Il y a une nécessité morale à maintenir cette unité de mesure : la reconnaissance d’un droit politique dans la cité ne saurait être dissociée du standard que la France s’est fixée pour accueillir de nouveaux citoyens en son sein. C’est en stabilisant ce curseur républicain que nous garantissons la lisibilité de notre modèle d’intégration et la solidité du lien qui unit l’habitant à son territoire.

Dispositif

Compléter la première phrase de l’alinéa 2 par les mots : 

« de manière stable, régulière et ininterrompue depuis au moins cinq ans à la date du scrutin ».

Art. ART. PREMIER • 09/02/2026 EN_TRAITEMENT
DEM

Exposé des motifs

La citoyenneté est un lien qui voyage avec l’individu et qui mérite, partout, la même considération. Cet amendement vise à inscrire la réforme dans une démarche de justice et d’équilibre diplomatique, en faisant du droit de suffrage local un espace de reconnaissance mutuelle entre les Nations.

La France a la chance de compter plus de deux millions de compatriotes établis hors de ses frontières. Leur engagement dans leurs pays d’accueil est une richesse, et il est de la responsabilité de la République de veiller à ce que leur attachement à leur terre d’adoption soit reconnu par des droits civiques équivalents. En posant le principe de réciprocité, nous n’agissons pas par repli, mais par solidarité envers nos expatriés. Nous affirmons que le contrat démocratique ne peut être unilatéral : il gagne en force et en légitimité lorsqu’il repose sur un respect partagé des citoyens. Faire de la France le moteur de cette réciprocité, c’est porter l’exigence d’une citoyenneté moderne, ouverte mais exigeante, qui protège les nôtres tout en accueillant les autres

Tel est l’objet de cet amendement.

Dispositif

Compléter la première phrase de l’alinéa 2 par les mots : 

« , sous réserve de réciprocité constatée par un accord international ».

Art. ART. PREMIER • 09/02/2026 EN_TRAITEMENT
DEM

Exposé des motifs

La France est une voix qui compte dans le concert des nations, et cette voix se doit d’être constante. Cet amendement ne vise pas à stigmatiser des individus, mais à garantir la résonance entre nos engagements internationaux et nos pratiques intérieures. 

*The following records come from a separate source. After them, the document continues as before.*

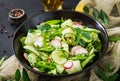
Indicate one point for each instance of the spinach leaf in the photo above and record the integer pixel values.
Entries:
(104, 17)
(25, 76)
(17, 75)
(86, 9)
(114, 38)
(95, 13)
(44, 27)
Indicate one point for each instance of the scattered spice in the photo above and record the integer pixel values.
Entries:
(4, 51)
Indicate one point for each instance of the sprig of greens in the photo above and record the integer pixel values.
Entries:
(17, 76)
(114, 38)
(2, 60)
(101, 73)
(99, 15)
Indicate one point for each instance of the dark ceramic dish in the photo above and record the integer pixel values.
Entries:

Lorsqu’un État s’écarte des règles fondamentales de l’ordre international au point de faire l’objet de résolutions de la communauté des Nations, il existe une forme de rupture du pacte de confiance entre les peuples. La citoyenneté locale, parce qu’elle est la première brique de notre souveraineté, ne peut rester étanche aux choix diplomatiques majeurs de notre pays. Aligner l’accès au suffrage sur notre parole internationale, c’est simplement assurer que la République parle d’une seule voix. Il s’agit de préserver la clarté de notre vie publique : notre hospitalité démocratique doit rester en harmonie avec la défense des principes de paix et de droit que nous portons au sein des instances internationales.

Dispositif

Compléter la première phrase de l’alinéa 2 par les mots : 

« à l’exclusion des ressortissants d’États sous sanctions internationales émanant de l’Organisation Nations unies ».

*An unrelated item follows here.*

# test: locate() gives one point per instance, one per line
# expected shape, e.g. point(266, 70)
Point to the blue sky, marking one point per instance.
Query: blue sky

Art. ART. PREMIER • 09/02/2026 EN_TRAITEMENT
DEM

Exposé des motifs

La citoyenneté, fut-elle locale, n’est jamais une procédure désincarnée. Elle est l’expression d’une culture politique et d’un attachement indéfectible aux libertés publiques. Cet amendement vise à ancrer le droit de suffrage dans un espace de civilisation juridique où la dignité humaine et l’État de droit ne sont pas des options, mais des fondements.

En choisissant le périmètre de la Convention européenne des droits de l’homme, le groupe Les Démocrates ne cherche pas à ériger des frontières, mais à garantir une communauté de destin fondée sur des valeurs partagées. Voter pour le destin d’une commune, c’est participer à un dialogue démocratique qui exige une grammaire commune : celle du respect des minorités, de la liberté de conscience et de l’égalité devant la loi. Il y a une nécessité de cohérence républicaine à n’ouvrir nos urnes qu’à ceux dont l’État d’origine reconnaît ces standards universels. 

C’est la garantie que le pluralisme de nos territoires restera protégé par ceux-là mêmes qui concourent à l’expression du suffrage.

Dispositif

Compléter la première phrase de l’alinéa 2 par les mots : 

« et ressortissants d’un État partie à la Convention européenne des droits de l’homme ».